Stung by criticism that his rhetoric has encouraged lethal attacks on police, President Obama met with Attorney General Loretta E. Lynch and FBI Director James B. Comey on Tuesday to discuss ways to protect law enforcement officers.
Among the proposals debated were providing more police departments with bulletproof vests and funding more training programs for dealing with active shooters and “de-escalating” confrontations with civilians.
“I strongly believe that there is no contradiction between us protecting our officers and honoring our officers and making sure that they have all the tools they need to do their job, and building trust between police officers and departments and the communities that they serve,” Mr. Obama said. “These things are complementary.”
With 18,000 police departments nationwide and tensions on the rise, Mr. Obama said, “We have a lot of work to do.
“This is not going to be something we can do just from this office or from the Department of Justice or the Department of Homeland Security,” the president said. “This is something that is going to have to be bottom-up.”
Homeland Security Secretary Jeh Johnson and senior presidential adviser Valerie Jarrett also attended the meeting in the Oval Office two days after a black gunman assassinated three police officers in Baton Rouge, Louisiana. The city was roiled by protests over the fatal shooting of a black man by a white police officer two weeks ago.
White House press secretary Josh Earnest said Mr. Obama “is interested in understanding what more we can do to protect our law enforcement officers” and how to build trust between police and minorities.
“In too many of these communities, we’ve seen those bonds of trust start to fray,” Mr. Earnest said. “It only increases the risk that law enforcement officers face and making the streets were dangerous for the people who live in these communities. So it’s a cycle that we need to reverse.”

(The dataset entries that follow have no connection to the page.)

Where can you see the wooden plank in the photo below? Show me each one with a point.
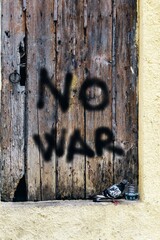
(125, 18)
(12, 104)
(41, 55)
(99, 169)
(70, 41)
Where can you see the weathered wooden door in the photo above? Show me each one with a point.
(68, 98)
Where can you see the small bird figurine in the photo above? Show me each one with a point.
(111, 193)
(116, 190)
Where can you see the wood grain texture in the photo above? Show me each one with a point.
(12, 102)
(89, 39)
(70, 175)
(125, 78)
(99, 170)
(41, 54)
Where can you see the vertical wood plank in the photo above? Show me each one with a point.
(12, 102)
(41, 55)
(125, 78)
(99, 170)
(70, 175)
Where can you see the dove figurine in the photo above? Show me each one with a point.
(116, 190)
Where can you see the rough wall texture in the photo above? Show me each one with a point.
(137, 221)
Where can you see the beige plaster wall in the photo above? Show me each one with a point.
(88, 221)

The president also took the unusual step of writing an open letter Tuesday telling the nation’s law enforcement officers that Americans “depend on you.”
“Time and again, you make the split-second decisions that could mean life or death for you and many others in harm’s way,” Mr. Obama wrote. “I want you to know that the American people see it, too. We recognize it, we respect it, we appreciate it, and we depend on you.”
After the killings of three police officers Sunday in Baton Rouge, the head of the police union in Cleveland, the city hosting the Republican National Convention this week, said Mr. Obama had “blood on his hands” for attacks against law enforcement, including the deaths of five officers in Dallas two weeks ago.
“Just as your tight-knit law enforcement family feels the recent losses to your core, our Nation grieves alongside you,” Mr. Obama wrote. “Any attack on police is an unjustified attack on all of us.”
Criticism of racial tensions and violence against police are prominent themes at the Republican convention. Milwaukee County Sheriff David Clarke drew cheers Monday night when he told the convention, “Blue Lives Matter.” The White House again rejected a call Monday to light the president’s house in blue as a show of support for slain officers.
Former New York City Mayor Rudolph W. Giuliani alluded to Mr. Obama’s 2004 speech to the Democratic National Convention in which he said there is “not a black America and a white America and Latino America and Asian America — there’s the United States of America.”
“What happened to ’there’s no black America, there’s no white America — there is just America?’ What happened to it? Where did it go?” Mr. Giuliani asked.